Basic survey information

Key Numbers | Rubin Observatory — A collection of basic observatory and survey statistics, including observatory, telescope, camera, and filter bandpass specifications, and the sizes and schedule for LSST datasets. An excerpt:

Dataset properties:

Nightly data size: 20 TB/night
Final database size (DR11) : 15 PB
Real-time alert latency : 60 seconds

Data Releases:

Survey duration : 10 years
Number of Data Releases (DRs): 11
Number of objects (full survey, DR11):
20 billion galaxies
17 billion resolved stars
6 million orbits of solar system bodies
Average number of alerts per night: about 10 million

The Rubin Observatory science community

Two organizations provide broad support for the Rubin science community (see our Proposal Support page for potential sources of financial support for individual investigators and small teams):

The Rubin Observatory Project (aka “the project”) is the organization responsible for construction of the observatory, the raw data processing pipeline (“the DM [Data Management] pipeline”), and the community-facing data access and analysis environment, the Rubin Science Platform (RSP). It is also responsible for ongoing operation and maintenance of the observatory and computing infrastructure (“operations”). The web home of the project is at LSST.org and RubinObservatory.org (an alias for the LSST.org site). The project is mainly funded via the National Science Foundation (NSF) and the Department of Energy (DOE) in the US. The observatory’s main telescope is named the Simonyi Survey Telescope, honoring philanthropic funding from the Charles and Lisa Simonyi Fund.
The LSST Corporation (LSSTC) “is an independent non-profit that is transforming the long-term scientific and societal impact of Rubin LSST, through innovative programs that emphasize networks, students, and community.” LSSTC played in a key role in initiating the Large Synoptic Survey Telescope project (which eventually became the Rubin Observatory and the cleverly-backronymed LSST survey). Its activities are funded by membership fees from academic and research institution members, and from philanthropic donations.

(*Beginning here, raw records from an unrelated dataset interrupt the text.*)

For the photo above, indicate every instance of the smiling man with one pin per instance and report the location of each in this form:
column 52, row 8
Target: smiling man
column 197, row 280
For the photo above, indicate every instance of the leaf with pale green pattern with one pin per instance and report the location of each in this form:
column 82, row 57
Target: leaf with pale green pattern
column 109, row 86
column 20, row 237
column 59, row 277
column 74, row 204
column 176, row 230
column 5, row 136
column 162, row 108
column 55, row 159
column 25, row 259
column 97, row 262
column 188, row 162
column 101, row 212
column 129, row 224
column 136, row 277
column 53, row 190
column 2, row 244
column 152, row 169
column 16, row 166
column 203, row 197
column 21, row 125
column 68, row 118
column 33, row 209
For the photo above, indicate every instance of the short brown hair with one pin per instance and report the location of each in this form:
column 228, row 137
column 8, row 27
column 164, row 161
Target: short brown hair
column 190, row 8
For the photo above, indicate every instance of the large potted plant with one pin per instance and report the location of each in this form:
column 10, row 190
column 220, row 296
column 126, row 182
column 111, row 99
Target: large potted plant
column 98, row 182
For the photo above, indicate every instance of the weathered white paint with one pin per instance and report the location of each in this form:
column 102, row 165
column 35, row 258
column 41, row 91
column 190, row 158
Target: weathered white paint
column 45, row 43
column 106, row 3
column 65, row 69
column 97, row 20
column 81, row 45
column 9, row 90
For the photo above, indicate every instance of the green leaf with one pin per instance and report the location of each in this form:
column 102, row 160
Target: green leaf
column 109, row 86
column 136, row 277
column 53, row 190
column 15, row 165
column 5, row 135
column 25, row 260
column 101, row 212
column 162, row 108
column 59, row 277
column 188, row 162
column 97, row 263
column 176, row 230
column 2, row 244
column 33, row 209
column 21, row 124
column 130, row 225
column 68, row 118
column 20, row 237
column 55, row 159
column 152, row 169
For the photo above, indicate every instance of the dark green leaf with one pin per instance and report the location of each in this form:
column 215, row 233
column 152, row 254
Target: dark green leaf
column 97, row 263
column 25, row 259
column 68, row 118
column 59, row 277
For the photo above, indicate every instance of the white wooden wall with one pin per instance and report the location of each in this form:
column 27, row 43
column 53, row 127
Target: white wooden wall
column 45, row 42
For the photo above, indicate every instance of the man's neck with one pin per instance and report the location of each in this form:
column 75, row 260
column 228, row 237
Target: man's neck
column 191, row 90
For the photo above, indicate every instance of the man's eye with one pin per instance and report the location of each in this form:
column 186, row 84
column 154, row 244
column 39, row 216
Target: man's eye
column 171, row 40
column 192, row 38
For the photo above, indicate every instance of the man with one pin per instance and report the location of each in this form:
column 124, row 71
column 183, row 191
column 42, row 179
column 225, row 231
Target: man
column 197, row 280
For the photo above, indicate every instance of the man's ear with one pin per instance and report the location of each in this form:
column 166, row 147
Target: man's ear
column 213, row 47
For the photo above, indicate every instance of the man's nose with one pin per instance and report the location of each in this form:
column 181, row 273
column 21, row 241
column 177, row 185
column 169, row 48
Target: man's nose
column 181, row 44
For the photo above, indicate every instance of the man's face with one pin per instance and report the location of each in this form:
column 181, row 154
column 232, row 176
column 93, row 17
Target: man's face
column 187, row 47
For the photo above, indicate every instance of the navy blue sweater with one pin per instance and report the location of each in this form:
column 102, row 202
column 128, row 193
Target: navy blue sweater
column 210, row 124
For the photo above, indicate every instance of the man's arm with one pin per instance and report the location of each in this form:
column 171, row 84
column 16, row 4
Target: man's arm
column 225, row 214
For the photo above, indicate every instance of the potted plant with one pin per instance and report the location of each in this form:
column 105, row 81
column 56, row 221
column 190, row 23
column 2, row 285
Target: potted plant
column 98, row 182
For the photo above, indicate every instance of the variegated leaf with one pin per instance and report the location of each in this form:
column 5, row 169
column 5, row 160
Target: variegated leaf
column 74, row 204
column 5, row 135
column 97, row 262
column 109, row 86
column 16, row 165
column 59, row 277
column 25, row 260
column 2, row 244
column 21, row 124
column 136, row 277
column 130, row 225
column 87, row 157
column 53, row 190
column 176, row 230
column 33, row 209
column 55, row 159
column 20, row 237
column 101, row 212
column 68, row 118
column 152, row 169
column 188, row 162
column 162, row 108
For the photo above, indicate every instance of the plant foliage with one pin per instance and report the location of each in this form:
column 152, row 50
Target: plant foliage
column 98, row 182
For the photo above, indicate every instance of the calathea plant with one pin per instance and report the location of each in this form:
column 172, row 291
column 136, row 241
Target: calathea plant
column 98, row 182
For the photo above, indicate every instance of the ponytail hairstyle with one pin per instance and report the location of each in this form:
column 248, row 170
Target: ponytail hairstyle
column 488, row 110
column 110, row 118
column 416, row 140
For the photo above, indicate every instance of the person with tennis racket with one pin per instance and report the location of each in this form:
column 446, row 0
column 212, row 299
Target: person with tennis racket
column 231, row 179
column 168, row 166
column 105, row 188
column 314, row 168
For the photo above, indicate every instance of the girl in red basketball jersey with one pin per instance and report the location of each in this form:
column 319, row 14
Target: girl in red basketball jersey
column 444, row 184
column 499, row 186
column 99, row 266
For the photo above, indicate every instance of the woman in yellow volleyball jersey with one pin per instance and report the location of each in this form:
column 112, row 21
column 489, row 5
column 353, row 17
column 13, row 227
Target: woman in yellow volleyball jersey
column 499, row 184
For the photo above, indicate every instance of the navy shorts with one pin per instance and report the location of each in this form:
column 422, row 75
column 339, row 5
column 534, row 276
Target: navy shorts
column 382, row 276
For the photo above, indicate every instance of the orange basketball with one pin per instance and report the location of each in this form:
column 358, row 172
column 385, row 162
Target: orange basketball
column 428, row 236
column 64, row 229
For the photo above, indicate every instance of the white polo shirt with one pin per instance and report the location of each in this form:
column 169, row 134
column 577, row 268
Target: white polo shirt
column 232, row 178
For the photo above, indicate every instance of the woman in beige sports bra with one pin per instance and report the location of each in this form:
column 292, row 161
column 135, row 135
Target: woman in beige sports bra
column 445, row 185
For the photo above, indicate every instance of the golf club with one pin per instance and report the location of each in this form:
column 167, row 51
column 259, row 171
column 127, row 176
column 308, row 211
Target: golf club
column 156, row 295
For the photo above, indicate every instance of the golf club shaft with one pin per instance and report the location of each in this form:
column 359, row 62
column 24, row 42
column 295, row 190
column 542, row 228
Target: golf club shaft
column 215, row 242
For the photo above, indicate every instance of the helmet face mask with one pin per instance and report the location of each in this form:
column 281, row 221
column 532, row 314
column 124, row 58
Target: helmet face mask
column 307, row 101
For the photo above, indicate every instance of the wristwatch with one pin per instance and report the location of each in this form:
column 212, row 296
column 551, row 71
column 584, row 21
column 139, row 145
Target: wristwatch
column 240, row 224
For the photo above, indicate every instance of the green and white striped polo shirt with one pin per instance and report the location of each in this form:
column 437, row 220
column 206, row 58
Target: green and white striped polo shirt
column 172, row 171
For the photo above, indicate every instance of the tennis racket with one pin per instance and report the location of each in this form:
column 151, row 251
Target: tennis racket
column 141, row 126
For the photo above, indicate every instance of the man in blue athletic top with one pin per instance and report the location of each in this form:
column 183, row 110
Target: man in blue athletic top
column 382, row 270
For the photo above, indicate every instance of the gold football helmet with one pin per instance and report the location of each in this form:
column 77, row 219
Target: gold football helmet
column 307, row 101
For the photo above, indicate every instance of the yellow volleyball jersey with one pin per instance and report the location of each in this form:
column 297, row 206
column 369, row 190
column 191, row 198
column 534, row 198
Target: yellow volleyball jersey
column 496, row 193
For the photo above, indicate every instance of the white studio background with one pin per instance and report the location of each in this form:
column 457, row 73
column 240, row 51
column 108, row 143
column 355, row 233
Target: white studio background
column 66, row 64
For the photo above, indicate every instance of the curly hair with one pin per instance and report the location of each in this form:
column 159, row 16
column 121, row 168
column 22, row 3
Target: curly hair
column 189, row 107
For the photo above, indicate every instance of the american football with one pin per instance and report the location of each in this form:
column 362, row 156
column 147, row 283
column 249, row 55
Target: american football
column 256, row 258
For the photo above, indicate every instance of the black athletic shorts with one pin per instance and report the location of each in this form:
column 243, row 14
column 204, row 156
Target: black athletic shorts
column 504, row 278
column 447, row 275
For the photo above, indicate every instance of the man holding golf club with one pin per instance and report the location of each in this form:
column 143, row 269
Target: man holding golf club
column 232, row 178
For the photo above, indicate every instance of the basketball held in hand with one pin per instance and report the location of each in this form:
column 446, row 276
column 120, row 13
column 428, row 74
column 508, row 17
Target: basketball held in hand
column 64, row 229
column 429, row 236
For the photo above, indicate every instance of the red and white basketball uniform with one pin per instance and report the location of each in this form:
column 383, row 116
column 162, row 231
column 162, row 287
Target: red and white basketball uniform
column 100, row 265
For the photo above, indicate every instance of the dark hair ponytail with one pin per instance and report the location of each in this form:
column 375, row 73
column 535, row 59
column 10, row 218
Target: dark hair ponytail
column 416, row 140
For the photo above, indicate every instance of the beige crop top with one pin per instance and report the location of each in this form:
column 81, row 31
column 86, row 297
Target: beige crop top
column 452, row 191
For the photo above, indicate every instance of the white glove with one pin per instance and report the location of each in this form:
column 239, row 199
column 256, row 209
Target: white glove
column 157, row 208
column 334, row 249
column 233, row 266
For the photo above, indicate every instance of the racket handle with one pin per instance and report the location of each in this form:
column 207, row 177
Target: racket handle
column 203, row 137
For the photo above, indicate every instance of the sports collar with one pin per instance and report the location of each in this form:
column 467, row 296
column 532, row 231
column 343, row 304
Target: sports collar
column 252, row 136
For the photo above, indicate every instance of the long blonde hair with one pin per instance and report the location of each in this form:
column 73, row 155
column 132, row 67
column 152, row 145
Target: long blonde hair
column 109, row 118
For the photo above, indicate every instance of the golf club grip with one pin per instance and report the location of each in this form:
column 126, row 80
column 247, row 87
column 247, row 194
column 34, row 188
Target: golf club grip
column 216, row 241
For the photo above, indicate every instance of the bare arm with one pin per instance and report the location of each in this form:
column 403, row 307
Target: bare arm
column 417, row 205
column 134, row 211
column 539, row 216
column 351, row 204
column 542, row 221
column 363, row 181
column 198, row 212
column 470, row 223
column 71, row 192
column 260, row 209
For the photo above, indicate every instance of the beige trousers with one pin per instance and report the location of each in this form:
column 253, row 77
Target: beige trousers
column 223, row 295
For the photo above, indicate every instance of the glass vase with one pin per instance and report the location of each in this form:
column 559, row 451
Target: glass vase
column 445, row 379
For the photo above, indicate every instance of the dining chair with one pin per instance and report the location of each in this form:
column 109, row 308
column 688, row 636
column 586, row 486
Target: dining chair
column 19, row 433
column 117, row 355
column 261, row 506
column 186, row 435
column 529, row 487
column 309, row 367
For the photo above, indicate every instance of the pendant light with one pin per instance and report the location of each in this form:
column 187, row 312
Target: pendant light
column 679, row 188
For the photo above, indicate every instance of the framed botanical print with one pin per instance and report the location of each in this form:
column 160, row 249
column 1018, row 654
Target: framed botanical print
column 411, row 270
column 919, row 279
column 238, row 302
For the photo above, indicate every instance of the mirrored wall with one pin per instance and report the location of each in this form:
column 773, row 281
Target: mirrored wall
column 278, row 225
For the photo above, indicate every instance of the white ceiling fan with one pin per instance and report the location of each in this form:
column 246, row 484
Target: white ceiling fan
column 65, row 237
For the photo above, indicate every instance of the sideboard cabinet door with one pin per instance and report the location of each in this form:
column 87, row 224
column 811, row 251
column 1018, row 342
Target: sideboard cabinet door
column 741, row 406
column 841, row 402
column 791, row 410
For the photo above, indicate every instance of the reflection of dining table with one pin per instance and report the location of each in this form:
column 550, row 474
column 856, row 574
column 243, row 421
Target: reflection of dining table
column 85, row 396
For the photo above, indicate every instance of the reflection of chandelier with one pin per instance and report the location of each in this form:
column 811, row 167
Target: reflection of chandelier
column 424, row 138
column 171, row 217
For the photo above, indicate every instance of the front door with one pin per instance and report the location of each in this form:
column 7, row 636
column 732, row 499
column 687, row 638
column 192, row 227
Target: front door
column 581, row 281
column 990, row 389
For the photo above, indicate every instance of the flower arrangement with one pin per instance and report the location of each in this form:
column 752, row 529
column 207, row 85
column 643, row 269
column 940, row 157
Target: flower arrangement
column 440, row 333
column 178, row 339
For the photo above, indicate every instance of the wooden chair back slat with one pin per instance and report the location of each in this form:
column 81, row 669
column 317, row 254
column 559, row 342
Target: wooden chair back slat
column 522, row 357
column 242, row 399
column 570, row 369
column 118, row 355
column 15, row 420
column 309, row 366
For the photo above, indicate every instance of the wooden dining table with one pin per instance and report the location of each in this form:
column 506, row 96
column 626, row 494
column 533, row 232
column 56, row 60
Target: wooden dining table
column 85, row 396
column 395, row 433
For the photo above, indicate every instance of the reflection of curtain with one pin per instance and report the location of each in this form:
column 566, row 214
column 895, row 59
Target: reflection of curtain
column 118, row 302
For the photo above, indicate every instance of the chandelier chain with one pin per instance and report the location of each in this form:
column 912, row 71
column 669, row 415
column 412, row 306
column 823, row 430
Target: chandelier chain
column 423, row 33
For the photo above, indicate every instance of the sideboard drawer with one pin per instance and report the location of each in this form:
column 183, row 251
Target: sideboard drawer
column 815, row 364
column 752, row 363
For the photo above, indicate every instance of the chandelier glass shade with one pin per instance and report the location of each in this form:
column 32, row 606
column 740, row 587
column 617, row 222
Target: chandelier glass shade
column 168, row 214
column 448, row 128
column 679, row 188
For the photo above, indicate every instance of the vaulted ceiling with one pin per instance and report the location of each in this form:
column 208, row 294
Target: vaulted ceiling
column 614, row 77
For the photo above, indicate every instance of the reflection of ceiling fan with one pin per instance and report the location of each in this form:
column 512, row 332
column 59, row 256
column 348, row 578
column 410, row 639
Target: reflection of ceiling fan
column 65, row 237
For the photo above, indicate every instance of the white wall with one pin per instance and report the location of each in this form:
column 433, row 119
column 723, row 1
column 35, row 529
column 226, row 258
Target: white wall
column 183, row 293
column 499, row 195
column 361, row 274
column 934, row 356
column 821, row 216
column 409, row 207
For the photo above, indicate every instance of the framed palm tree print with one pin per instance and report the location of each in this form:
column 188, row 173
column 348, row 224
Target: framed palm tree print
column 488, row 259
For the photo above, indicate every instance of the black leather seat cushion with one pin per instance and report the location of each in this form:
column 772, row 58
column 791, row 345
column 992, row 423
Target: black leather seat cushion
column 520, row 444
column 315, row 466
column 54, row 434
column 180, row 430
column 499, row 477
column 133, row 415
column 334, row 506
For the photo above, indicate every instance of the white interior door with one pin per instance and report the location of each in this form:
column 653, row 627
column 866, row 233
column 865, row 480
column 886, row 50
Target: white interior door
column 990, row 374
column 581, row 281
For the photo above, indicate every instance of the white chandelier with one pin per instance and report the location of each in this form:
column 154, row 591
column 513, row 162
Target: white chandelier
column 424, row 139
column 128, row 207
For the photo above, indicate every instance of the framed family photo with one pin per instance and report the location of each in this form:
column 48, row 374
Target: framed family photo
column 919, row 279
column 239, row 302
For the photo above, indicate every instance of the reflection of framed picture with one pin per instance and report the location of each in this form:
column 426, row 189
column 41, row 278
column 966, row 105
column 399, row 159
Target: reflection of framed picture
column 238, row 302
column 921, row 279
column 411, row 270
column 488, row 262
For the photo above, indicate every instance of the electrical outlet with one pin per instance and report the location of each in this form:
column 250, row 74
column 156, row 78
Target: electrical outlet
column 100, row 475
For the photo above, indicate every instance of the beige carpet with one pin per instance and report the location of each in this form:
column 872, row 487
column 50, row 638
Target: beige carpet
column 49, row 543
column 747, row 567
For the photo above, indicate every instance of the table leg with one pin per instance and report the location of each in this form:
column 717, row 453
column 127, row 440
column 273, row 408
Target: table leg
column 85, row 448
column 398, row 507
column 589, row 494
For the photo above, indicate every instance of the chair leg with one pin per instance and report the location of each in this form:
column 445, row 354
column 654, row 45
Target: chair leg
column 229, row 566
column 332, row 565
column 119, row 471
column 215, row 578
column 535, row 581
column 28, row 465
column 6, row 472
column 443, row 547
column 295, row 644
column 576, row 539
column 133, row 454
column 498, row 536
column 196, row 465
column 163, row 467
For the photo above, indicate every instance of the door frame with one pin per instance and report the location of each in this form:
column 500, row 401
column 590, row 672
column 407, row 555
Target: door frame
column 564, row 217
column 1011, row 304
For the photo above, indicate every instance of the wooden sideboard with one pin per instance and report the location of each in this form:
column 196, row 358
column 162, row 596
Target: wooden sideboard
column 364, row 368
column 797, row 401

The Rubin Observatory is located on the Atacama plateau in Chile, and Chile contributes significantly to the project. Wikipedia has a entry on the Vera C. Rubin Observatory (Wikipedia) with a helpful overview of the project’s history and funding.

Data rights: Professional astronomers in the US and Chile automatically have rights to access officially released LSST data. Many other scientists have obtained data rights via in-kind contributions to the LSST community (negotiated with the Rubin Observatory project). For more information about data access, see RDO-013 — Rubin Data Policy (also at the shorcut URL, LS.ST/RDO-013; see LSST URL Shortener for instructions on accessing LSST official documents via LS.ST, including past versions).

Science collaborations: Hundreds of scientists pursuing LSST-related research have self-organized into eight Science Collaborations (SCs), including the ISSC. The SCs are officially recognized by the project and by LSSTC. The SC scientific areas are:

Galaxies
Stars, Milky Way, and Local Volume
Solar System
Dark Energy (including dark matter and cosmology more generally)
Active Galactic Nuclei
Transients & variable stars
Strong Gravitational Lensing
Informatics and Statistics

Some SCs require data rights for membership; others are open to scientists who may not have data rights (the case for the ISSC).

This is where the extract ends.